Yes, just the two of you in a Landcruiser on the wide savannah plains is pretty amazing and I can surely recommend you go into the park by yourself. However, it’s advisable to also take an UWA guide with you on one of your game drives. These rangers know every corner of the parks and can lead you to the best places to spot predators such as lions. You can book an UWA ranger/guide at the entrance gate of the park, and they will accompany you in your car and guide you through the plains and bushes. They are worth every penny of the $20 fee you pay for this service.

Tip 5: Ask for the lion

Let’s be honest, that’s what you would love to see, right?  Unfortunately, unlike what we may have seen in Disney’s The Lion King, in reality lions do not pose on a rock every morning enjoying the circle of life. They hunt, eat and sleep ideally somewhere hidden in the high grass and are therefore very difficult to find. Therefore don’t be shy to ask UWA staff at the entrance gates, other people at the campsite or drivers that you meet within the park if they have seen anything. Of course it also works the other way around, let others know when you have been lucky!

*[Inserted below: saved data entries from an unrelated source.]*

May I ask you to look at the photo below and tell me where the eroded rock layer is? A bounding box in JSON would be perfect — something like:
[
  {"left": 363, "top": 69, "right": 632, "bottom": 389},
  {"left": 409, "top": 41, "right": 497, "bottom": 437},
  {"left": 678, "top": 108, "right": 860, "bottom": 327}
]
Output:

Tip 6: Avoid over speeding and driving off track

While on any game drive in the Ugandan game reserve, there are designed tracks or routes to follow, these tracks are in respect of eco-tourism or responsible travel, they are suit almost all the interest of travellers. The recommended driving speed in any game reserve is 30km/h

Tip 7: Respect the elephant

When we were in Queen Elizabeth National Park, we took the afternoon boat ride on the Kazinga Channel (which is amazing!). Afterwards, we drove back towards the exit of the park using the Channel Track. We were running a bit late and the sun was setting. Suddenly we saw a tree shaking in front of us, and before we realized it, a herd of 15 Elephants started to cross the road. Luckily Bram – who was driving – spotted them in time and since we were driving slowly, we could easily stop and watch them from a safe distance. When they passed, we were able to move on. But a 100 metres down the road, we ran into another herd of elephants! This time they came quite out of the blue, so we found ourselves only 10 metres away from them. When you are that close, the car suddenly feels slightly fragile compared to these huge animals.

So, safety tips are in place here: always be alert and drive as if you would expect animals around the corner. Keep an eye on heavy moving bushes and trees. Keeping distance is key. Never try to drive towards elephants intentionally. Heavy ear flapping, trumping his trunk and bluff charging are signs that he or she is a bit pissed off by your company.


When you encounter an elephant on the road, do the following: make sure you have a clear route to drive away if necessary, always leave your engine running, stay calm, keep your voices down and most of all enjoy the experience!